MY KOLKATA EDUGRAPH
ADVERTISEMENT
Regular-article-logo Saturday, 04 May 2024

SBI research wing pitches to ease Basel rule

The relaxation of norms together with the easing of the countercyclical buffer can free up up to Rs 2.87 lakh crore of capital for the banking system

A Staff Reporter Calcutta Published 23.07.20, 03:15 AM
The research wing of the State Bank of India on Wednesday stressed the need to conserve capital by public sector banks.

The research wing of the State Bank of India on Wednesday stressed the need to conserve capital by public sector banks. Shutterstock

The research wing of the State Bank of India on Wednesday stressed the need to conserve capital by public sector banks and identified three measures that could enable them to save capital worth Rs 3 lakh crore.

The loan moratorium period ends on August 31 and banks will then start to recognise the stress on their books..

ADVERTISEMENT

Soumya Kanti Ghosh, group chief economic adviser of the State Bank of India, said the banks should have the option of capital conservation as the freeze on the insolvency code for a year means resolution cannot take place, while there is uncertainty on the government’s ability on recapitalisation.

In the bank’s Ecowrap report issued on Wednesday, Ghosh said the RBI may consider relaxing the Basel norms for the next 4-5 quarters start their impementation from the end of the September-December quarter of 2021 and the January-March quarter of 2022.

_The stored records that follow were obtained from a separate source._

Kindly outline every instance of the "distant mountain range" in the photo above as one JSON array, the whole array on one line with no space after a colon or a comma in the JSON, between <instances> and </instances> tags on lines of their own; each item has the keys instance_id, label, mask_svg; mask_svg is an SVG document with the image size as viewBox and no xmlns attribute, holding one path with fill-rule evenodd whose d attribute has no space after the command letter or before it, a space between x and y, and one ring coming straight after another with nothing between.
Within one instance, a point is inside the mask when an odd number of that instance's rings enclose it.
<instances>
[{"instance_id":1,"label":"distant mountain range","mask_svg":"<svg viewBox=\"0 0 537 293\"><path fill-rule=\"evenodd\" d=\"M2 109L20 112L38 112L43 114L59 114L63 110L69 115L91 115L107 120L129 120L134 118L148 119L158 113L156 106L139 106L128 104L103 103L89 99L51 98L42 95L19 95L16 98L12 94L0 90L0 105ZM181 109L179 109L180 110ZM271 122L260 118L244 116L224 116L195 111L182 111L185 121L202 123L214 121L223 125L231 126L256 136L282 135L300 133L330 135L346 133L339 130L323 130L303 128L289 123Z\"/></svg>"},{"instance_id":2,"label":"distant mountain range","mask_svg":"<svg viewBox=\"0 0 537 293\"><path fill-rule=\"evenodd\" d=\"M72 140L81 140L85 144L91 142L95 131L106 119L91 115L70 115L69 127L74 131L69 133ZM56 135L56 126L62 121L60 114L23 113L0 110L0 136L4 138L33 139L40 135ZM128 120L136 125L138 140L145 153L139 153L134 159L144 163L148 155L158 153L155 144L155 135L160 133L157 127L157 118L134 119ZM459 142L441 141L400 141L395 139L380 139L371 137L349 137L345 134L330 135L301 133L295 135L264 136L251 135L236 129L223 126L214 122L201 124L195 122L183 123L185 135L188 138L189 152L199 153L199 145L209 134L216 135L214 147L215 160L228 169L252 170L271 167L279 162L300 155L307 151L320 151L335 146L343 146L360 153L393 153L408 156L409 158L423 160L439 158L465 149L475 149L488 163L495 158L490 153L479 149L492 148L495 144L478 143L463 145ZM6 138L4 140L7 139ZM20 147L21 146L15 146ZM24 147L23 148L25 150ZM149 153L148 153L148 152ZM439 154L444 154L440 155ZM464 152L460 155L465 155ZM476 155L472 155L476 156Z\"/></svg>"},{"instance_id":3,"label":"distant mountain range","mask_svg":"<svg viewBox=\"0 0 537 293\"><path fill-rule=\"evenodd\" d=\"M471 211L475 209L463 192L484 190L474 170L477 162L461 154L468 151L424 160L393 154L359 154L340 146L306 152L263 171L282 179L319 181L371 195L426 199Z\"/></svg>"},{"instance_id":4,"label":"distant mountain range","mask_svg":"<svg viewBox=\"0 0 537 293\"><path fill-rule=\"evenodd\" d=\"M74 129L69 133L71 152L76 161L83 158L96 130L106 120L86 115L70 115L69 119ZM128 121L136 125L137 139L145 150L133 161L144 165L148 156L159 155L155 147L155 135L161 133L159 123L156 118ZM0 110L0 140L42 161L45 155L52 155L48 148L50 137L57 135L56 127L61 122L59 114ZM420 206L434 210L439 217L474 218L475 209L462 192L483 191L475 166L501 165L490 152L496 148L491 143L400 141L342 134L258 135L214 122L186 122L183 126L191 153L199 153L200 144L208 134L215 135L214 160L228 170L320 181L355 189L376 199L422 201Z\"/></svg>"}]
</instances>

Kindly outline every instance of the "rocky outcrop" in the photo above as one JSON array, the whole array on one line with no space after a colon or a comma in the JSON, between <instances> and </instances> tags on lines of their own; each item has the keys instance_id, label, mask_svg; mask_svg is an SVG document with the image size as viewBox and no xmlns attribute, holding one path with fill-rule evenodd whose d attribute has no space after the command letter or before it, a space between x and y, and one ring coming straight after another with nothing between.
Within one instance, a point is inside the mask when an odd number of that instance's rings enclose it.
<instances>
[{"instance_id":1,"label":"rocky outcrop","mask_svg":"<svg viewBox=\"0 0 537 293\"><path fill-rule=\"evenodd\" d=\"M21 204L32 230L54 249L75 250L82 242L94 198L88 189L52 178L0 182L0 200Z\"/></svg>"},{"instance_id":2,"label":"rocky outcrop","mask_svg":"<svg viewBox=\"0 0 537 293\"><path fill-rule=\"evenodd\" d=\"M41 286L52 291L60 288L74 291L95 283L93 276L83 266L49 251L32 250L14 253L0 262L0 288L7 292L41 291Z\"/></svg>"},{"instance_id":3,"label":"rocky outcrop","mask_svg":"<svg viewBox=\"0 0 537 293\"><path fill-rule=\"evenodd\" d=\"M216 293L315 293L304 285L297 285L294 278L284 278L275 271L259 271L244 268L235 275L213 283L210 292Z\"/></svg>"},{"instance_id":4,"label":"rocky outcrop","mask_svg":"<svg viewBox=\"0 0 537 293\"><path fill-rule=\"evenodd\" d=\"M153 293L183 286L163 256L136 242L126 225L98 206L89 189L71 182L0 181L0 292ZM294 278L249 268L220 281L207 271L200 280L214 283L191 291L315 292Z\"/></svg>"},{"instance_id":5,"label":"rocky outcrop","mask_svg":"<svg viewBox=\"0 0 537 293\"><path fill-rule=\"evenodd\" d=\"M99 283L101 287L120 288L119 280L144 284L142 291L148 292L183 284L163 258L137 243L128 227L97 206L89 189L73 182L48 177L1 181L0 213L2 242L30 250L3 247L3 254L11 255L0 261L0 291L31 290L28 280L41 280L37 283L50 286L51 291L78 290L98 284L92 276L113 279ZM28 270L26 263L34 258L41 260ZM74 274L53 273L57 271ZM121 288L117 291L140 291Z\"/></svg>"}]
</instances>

Banks are at present required to have a regulatory capital of 9 per cent of risk weighted assets along with additional capital conservation buffer of 1.875 per cent, which was slated to increase to 2.5 per cent by March 2020. But considering the potential stress on account of Covid-19, the RBI had deferred the implementation of the last tranche of 0.625 per cent of the capital conservation buffer to September 30, 2020 from March 31.

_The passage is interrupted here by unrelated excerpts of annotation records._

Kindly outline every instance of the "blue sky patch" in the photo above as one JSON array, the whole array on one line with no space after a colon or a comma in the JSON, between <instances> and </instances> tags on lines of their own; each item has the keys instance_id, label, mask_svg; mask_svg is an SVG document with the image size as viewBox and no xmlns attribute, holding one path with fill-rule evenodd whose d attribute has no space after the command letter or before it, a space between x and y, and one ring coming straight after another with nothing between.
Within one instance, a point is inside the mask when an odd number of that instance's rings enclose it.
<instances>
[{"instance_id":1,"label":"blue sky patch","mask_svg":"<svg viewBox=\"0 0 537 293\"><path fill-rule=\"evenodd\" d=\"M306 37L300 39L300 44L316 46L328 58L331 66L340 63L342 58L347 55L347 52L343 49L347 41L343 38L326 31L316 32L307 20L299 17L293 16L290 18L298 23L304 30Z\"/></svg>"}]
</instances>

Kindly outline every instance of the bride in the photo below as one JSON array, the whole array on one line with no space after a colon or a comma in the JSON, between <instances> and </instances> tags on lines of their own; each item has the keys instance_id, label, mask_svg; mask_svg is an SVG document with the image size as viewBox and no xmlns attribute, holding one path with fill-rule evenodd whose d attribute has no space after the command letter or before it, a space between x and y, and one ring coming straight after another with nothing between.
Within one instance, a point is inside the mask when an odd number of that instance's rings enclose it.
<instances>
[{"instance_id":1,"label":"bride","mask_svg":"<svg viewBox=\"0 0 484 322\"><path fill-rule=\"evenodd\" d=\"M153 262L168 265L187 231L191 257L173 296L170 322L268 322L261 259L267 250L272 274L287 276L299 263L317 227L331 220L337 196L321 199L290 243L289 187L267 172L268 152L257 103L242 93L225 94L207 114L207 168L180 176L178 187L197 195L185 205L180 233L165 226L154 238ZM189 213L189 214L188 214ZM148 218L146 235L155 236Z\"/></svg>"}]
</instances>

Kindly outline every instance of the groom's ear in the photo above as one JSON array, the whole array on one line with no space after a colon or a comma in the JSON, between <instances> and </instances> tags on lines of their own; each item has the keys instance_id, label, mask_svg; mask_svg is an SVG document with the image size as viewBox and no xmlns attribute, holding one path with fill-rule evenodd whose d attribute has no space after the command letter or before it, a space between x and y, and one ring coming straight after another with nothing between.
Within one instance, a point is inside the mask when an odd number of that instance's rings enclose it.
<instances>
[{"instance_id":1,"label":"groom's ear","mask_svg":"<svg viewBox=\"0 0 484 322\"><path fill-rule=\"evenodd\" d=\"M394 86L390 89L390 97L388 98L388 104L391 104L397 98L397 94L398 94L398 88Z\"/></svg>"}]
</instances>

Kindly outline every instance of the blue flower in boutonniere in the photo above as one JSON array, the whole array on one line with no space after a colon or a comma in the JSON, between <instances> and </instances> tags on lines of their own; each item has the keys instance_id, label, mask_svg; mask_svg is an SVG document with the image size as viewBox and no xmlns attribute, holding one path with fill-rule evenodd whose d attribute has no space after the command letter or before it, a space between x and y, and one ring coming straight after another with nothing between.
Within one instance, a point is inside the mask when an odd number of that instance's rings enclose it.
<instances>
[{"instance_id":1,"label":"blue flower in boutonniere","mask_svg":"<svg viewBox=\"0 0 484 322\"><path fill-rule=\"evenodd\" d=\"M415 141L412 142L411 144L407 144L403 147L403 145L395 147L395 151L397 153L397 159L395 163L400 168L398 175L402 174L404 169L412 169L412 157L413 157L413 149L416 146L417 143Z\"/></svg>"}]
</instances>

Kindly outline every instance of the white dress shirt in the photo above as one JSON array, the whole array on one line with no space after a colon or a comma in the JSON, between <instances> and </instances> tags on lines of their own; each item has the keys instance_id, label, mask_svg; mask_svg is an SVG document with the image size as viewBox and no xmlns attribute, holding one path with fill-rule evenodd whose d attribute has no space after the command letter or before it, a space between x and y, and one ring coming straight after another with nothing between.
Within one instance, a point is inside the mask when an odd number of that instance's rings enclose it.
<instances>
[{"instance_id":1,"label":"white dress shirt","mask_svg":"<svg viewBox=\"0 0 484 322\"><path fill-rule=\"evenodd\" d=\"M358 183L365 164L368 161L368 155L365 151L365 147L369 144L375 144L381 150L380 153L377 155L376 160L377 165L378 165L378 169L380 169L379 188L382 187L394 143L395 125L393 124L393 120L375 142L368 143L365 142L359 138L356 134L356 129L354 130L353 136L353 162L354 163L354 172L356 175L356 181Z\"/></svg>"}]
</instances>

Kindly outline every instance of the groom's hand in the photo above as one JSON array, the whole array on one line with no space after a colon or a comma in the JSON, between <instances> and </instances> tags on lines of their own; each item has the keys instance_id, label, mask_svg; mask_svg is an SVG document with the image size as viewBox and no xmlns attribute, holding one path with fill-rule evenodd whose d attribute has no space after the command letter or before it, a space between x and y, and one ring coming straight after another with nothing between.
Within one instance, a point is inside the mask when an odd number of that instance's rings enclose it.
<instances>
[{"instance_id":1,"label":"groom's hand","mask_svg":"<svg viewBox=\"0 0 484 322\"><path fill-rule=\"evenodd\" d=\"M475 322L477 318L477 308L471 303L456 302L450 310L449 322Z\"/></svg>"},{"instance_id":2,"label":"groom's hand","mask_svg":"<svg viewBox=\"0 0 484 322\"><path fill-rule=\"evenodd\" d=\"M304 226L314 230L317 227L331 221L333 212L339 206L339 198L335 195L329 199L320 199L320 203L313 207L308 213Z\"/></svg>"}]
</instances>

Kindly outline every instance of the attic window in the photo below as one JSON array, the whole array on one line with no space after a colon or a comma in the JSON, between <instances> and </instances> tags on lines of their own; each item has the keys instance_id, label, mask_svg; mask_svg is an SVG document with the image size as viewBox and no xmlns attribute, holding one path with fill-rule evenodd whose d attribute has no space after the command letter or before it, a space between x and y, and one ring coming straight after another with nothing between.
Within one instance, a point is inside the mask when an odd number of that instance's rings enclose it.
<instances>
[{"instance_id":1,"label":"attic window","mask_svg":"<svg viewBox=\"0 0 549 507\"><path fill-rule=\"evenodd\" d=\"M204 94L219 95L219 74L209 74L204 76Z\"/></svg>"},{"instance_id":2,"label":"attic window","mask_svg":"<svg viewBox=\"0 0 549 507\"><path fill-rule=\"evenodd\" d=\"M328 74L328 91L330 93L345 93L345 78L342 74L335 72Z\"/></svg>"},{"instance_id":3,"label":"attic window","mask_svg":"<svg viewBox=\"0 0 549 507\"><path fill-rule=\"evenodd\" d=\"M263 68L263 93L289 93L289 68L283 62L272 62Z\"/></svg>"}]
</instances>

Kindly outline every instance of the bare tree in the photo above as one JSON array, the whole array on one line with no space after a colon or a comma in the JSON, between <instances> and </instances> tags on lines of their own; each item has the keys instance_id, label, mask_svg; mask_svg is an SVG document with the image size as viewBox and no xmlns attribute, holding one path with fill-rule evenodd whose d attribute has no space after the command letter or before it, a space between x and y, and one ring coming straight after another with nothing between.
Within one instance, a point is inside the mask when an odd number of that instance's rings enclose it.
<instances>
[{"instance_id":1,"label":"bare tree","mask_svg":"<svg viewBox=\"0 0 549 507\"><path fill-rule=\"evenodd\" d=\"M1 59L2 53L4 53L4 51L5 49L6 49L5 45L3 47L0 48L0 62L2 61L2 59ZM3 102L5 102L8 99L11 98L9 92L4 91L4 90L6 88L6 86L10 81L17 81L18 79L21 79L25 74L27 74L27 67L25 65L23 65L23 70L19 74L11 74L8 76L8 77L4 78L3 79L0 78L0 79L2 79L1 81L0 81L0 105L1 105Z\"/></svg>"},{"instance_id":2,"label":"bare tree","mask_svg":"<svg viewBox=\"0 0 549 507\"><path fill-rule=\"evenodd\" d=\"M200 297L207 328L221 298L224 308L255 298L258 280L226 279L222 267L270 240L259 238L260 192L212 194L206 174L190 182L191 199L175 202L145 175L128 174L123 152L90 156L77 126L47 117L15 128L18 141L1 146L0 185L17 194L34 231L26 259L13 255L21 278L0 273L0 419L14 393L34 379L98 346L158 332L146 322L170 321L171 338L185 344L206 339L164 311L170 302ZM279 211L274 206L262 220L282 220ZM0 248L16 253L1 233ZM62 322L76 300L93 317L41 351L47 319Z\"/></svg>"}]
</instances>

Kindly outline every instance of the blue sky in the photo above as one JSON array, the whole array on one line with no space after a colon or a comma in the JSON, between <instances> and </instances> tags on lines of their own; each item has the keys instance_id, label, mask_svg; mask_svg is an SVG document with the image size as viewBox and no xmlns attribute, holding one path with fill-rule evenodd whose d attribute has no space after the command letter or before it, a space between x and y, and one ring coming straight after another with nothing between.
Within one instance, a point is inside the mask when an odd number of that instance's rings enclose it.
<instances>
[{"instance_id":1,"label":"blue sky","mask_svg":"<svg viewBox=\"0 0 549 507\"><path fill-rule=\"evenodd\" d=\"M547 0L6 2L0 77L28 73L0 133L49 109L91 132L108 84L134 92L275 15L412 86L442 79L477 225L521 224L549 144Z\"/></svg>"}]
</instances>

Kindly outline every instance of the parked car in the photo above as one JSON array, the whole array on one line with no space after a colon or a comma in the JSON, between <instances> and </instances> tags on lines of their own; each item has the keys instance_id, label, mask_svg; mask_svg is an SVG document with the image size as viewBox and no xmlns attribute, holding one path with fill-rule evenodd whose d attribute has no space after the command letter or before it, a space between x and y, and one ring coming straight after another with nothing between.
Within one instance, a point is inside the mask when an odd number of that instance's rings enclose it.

The relaxation of the Basel norms together with the easing of the countercyclical buffer can free up up to Rs 2.87 lakh crore of capital for the banking system, the report estimated.

The report also said that the threshold of Rs 5 crore for retail exposure to one counterparty to qualify for regulatory retail portfolio could be increased to Rs 8.5 crore, attracting a risk weight of 75 per cent whereby banks could save capital of around Rs 5,000 crore.

“We feel extending blanket moratorium further may not resolve the issue and we must evaluate borrower specific requirements and accordingly explore sector specific restructuring options,” the report said.

For example, borrowers whose credit profile was sufficiently adequate in pre Covid era (say December 2019) and who have been significantly impacted by the lockdown must be given a system of regulatory forbearance/one time restructuring only for such accounts,” the report said.